Second most powerful transformation**
To boot, the 90s references deliver on so much more than pop-culture winks for us flannel-wearing, ripped-jean nostalgia junkies. Just look at the damn soundtrack. Save for an excellently staged "Come As You Are" moment in Danvers embracing her independence in what appears to be a literal Nirvana), nearly every 90s alternative track in the film is led by a female singer. Sure that may not add to the story, but hearing the music of Garbage, Heart and TLC only boosts the strong and effectively feminine persona of what feels like what could have been a macho Marvel movie.
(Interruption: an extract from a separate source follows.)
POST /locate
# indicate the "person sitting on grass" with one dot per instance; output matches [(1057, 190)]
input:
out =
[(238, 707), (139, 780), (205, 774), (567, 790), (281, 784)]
One may not realize they needed a scene where Brie Larson is hurling a Space Invaders pinball machine at a group of aliens, staged to No Doubt's "Just A Girl" in their life, but it's promised to be one of the most genuinely uplifting moments ever in a comic book movie, fitting snug right into the lifestyle of Peter Quill doing disco moves to Redbone's "Come And Get Your Love."
FINALLY: The little things
(Or big depending on how you view it)
In a post Infinity War world, with all the dramatics of Thanos, 60+ characters from nearly 20 movies, and so much plot-heavy action that can't be appreciated unless one has watched those nearly 20 movies, it's nice to see a picture slow things down and take the time to develop the seemingly insignificant pieces which make up a standalone and much more significant picture. Much like Black Panther, Captain Marvel stands very much so on its own two feet without the tie-ins to any of the Infinity-nonsense, and YET it acts very much so as a prequel to The Avengers, if not a basis for SHIELD (Hello again, Clark Gregg!), while serving enough Tesseract-Easter-Eggs to keep fans giddy.
Save for the astronomical chemistry between Larson and Jackson, the film focuses so much on its characters that it can be appreciated as its own thing (though personally, I wouldn't mind an entire buddy-cop movie featuring just Carol and Fury). The film is a welcoming reminder that Sam Jackson is such a charming actor as this is easily the most fleshed out, and best version of Nick Fury to date. Jackson genuinely sells the man before the battles, getting down to the nitty-gritty, even down to the way Fury loses an eye which, in the grand scheme of things, is MUCH more comical that it involves the scratching of a cuddly, orange cat than the likes of the dramatic war being fought.
SPEAKING of a one cuddly orange cat, the fact that Goose was secretly the piranha-plant from Jumanji was SUCH a genuinely comical payoff to all the aliens being afraid of him as a deadly Flurkin. Props to Boden taking a running joke and actually delivering on the punch line.
There's not much else to say, folks. Fans are already getting their panties in a bunch in response to the film's critical praise (or God forbid feminine nature), but this is a worthwhile occasion for cinema. If Wonder Woman opened the door for dominant women in comic book movies, Captain Marvel is kicking the doors down. This is more than just an important film for women (though it is exactly that). It's driving home the proper messages in a way that's not corny, cheap or beating the audience over the head with tropes. It's also a welcoming spotlight for Brie Larson, another reason to give Anna Boden work, and just a damn-fine film. Is Captain Marvel a worthy enough character to go toe-to-toe with Thanos? It doesn't matter, Marvel stepped up their game and made a dope-ass independent picture for women, comic book fans and moviegoers everywhere.